Innovate AIDE – Intent Classifier

This Hugging Face repository hosts the intent classification models used by the Innovate AIDE project.

This repository does not contain the full Innovate AIDE application. Instead, it provides the trained intent classifier models used by the application.

When the Innovate AIDE app launches, it downloads the trained model from this Hugging Face repository and uses it to classify user instructions.

The classifier determines what type of action the assistant should perform based on a natural language instruction.


Role in Innovate AIDE

Within the Innovate AIDE system, the intent classifier is responsible for routing user instructions to the correct subsystem.

Example:

User instruction: switch to main.py

Intent classifier output switch_file

The application then executes the corresponding VS Code command.

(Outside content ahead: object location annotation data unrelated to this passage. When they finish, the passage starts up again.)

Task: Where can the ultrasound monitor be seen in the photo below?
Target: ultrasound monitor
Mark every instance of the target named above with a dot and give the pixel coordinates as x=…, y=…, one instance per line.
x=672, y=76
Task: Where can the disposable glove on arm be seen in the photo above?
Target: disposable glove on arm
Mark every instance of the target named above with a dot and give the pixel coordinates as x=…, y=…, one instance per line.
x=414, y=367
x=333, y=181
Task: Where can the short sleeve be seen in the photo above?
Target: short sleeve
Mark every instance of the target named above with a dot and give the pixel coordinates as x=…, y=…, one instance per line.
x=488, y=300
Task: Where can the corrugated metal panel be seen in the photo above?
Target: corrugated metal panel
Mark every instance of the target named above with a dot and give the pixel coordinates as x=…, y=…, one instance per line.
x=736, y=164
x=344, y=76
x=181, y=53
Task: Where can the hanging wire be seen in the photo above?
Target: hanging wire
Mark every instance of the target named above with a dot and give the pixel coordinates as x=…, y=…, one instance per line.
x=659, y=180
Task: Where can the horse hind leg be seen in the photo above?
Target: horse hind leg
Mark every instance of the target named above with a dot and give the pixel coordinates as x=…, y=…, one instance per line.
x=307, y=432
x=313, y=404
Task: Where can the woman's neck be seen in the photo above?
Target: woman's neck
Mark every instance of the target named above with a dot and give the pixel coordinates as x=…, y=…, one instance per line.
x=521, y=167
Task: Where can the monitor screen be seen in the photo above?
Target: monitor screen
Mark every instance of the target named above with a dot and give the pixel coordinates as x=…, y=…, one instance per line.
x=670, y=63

The model therefore acts as the decision layer between user instructions and system actions.


Model Architecture

The models use DistilBERT fine-tuned for text classification.

Two architectures are implemented.


1. Single-Call Model

A single DistilBERT model directly predicts the final intent.

Possible outputs:

  • llm call
  • smart dictation
  • switch_file
  • create_new_file
  • undo
  • redo
  • other

This approach prioritizes speed and simplicity.

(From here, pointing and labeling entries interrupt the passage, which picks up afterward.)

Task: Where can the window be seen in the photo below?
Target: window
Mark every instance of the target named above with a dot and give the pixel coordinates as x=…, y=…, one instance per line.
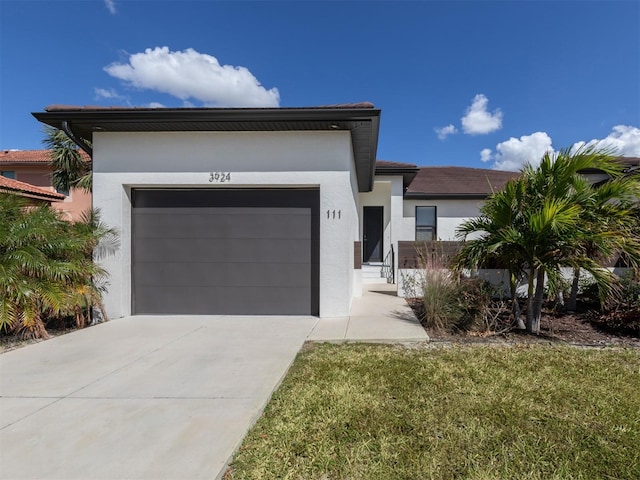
x=426, y=224
x=63, y=191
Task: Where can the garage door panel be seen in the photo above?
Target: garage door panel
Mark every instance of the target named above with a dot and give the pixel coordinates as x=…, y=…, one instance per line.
x=235, y=250
x=226, y=274
x=226, y=251
x=224, y=301
x=154, y=223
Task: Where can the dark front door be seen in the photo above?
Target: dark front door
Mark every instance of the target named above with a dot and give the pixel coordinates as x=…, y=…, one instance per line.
x=372, y=239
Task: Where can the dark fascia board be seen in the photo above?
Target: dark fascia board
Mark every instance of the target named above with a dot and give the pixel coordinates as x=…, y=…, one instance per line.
x=445, y=196
x=363, y=123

2. Two-Call (Hierarchical) Model

The hierarchical model improves accuracy for VS Code command classification.

Stage 1 – High-Level Category

The first classifier predicts one of the following:

  • llm call
  • smart dictation
  • vscode command

Stage 2 – VS Code Sub-Intent

If Stage 1 predicts vscode command, a second classifier determines the specific command.

Possible outputs:

  • switch_file
  • create_new_file
  • undo
  • redo
  • other

This two-stage design reduces confusion between editor commands and other instruction types.


Repository Structure

single_call/ β”œβ”€β”€ data_train_single.csv β”œβ”€β”€ data_test_single.csv β”œβ”€β”€ intent_classifier_single.py β”œβ”€β”€ benchmark_single.py └── intent_model_single/ (saved trained model, not committed)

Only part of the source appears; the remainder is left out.